JW: I think it was because Joel and I were tired.
JF: Those questions are best left for you to dig into, but this is not a job where you get a lot of sleep. Running a show, you wind up not getting a lot of sleep, but being a deep-cover illegal or an FBI counterintelligence officer, that’s not good for your night’s sleep either. And then to raise teenagers—man. I think you are onto something, Erik.
AVC: Anything else you’d like to talk about that we didn’t get to?
JW: It’s been great reading your stuff this year.
AVC: It’s been great watching the show!
JF: In addition to actually making the show, one of the really gratifying things is reading the analyses of people like you who are getting all of the subtle stuff that, when we write, we go, “Okay, who is possibly going to get this?” And then we find out!
AVC: The General Hospital thing in “A Roy Rogers In Franconia”—where Paige and Elizabeth are watching scenes from that show’s Russian spy plot—was a knockout.
JF: That I have to admit was coincidental.
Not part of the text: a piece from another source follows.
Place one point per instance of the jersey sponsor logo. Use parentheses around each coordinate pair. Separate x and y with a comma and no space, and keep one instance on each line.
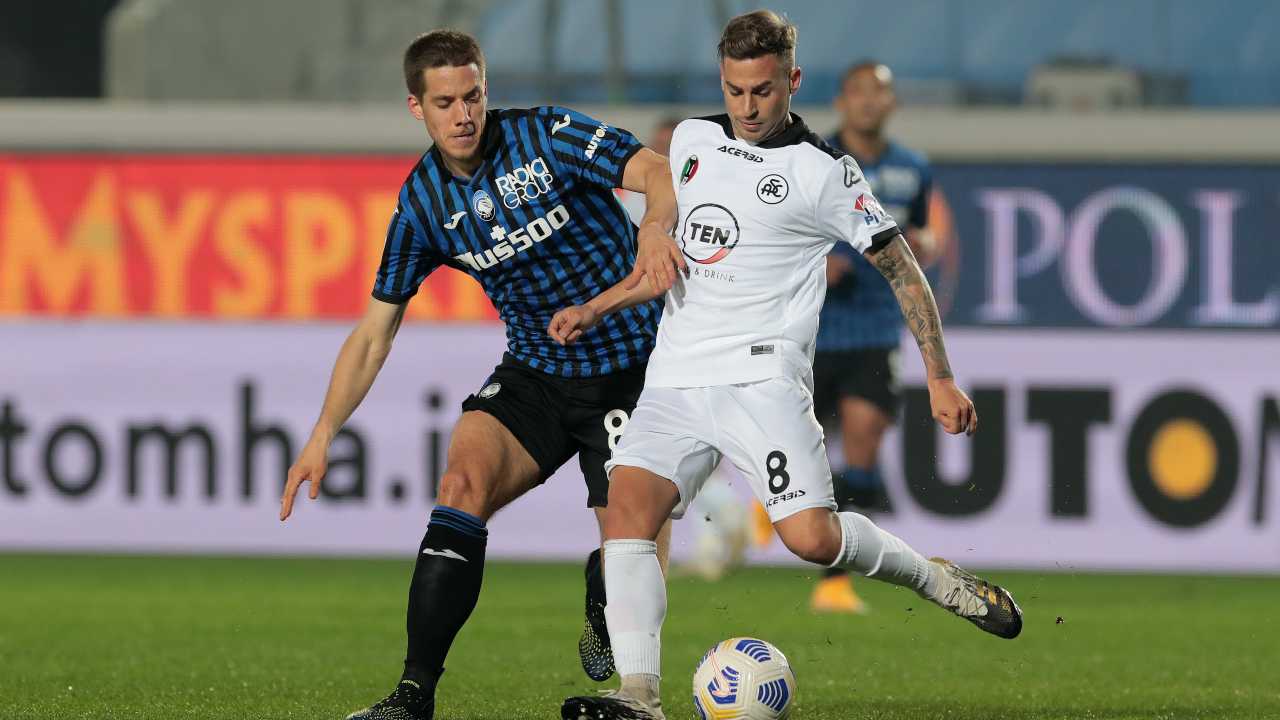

What we struggled with in finding the right scene is we knew what day it was, so we were limited in what scenes we could pick, and ironically, we had to find something that wasn’t a laugh in terms of how soapy it was. [Laughs.] I remember sitting in the editing room, and the first three potential General Hospital scenes we looked at seemed like they were directly commenting on the show somehow. Remember that, Joe?
JW: I have to admit that I didn’t know this until right now: Those characters are in a Russian spy storyline in General Hospital?
JF: Now or back then?
AVC: Back then.
JF: I’m learning this for the first time, too.
JW: Erik, you just broke the story that we don’t know what we’re doing. Congratulations. [Laughs.]
JF: There goes the Emmy. We had a sliver of a minimal chance this year, and Erik just destroyed it.